I do not believe that the State of Israel can be considered a failure. True, we have not merited leaders who have feared the G-d of Israel nearly as much as they fear the President of the United States, but the State of Israel today represents the beginning of the redemption of the Jewish People, setbacks and all, as can be seen from the fulfillment of many prophecies , such as: "From Zion Torah will come forth and the word of G-d from Jerusalem". Israel is the center of Torah and Judaism today, with the flourishing of Torah institutions throughout the Land, and with more Jews returning to Judaism everyday. The State of Israel represents the fulfillment of the Ingathering of Jewish exiles from the four corners of the earth, where the majority of the Jews who remain living outside of Israel are doing so because they are actively choosing not to take part in the building a Jewish State in the Land of Israel. If not already, then certainly in the next decade, the State of Israel will have the majority of the Jewish People living within her borders. For 2,000 years the Land of Israel was a wasteland that refused to give its fruits to any who settled within her borders. Miraculously, the Jewish people have returned, and with the help of G-d, we have been able to take the desert of Gush Katif (and many other parts of Israel) and make it flourish in ways that no one could have ever dreamed possible. This, of course, being the surest sign that the Talmud gives for the onset of the redemption of the Jewish People.
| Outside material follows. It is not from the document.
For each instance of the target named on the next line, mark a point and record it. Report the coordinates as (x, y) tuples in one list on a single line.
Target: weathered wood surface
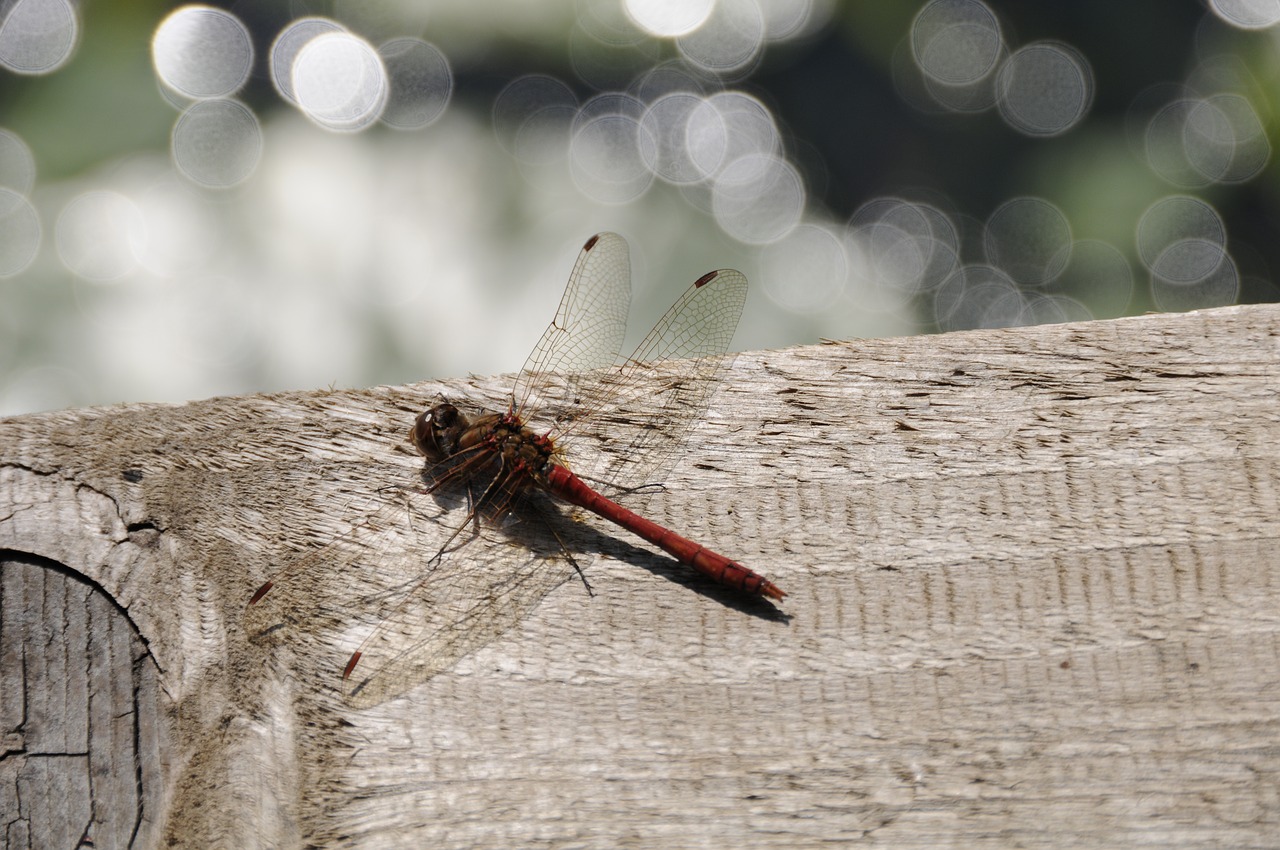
[(1034, 602)]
One can not deny that the Jewish People in Israel are currently facing many challenges, but Baruch Hashem, they are our own challenges, and with G-d's help, we will be able to overcome then and be stronger for it. For 2,000 years the Jewish People did not have the luxury of having the ability to overcome their own challenges - the challenges of a sovereign nation - and had to turn to our non-Jewish "friends" for assistance. Today, that is not the case. Do we make mistakes? Sadly, we have made more than would be expected for a nation that is described as the "children of kings and prophets", but we are trying our best, and in the end, I have no doubt that we will be successful in creating a truly Jewish State in the Land of Israel that will serve as a light unto the nations and will serve to perfect the world through the kingdom of the Almighty.
The future of the Jewish People, in spite of all our challenges and setbacks, is here, in the Land of Israel. I reach out my hand to you, inviting you to come join us and help the Jewish People to fulfill both their own potential, as well as the lofty potential that we both know exists for the future of the State of Israel.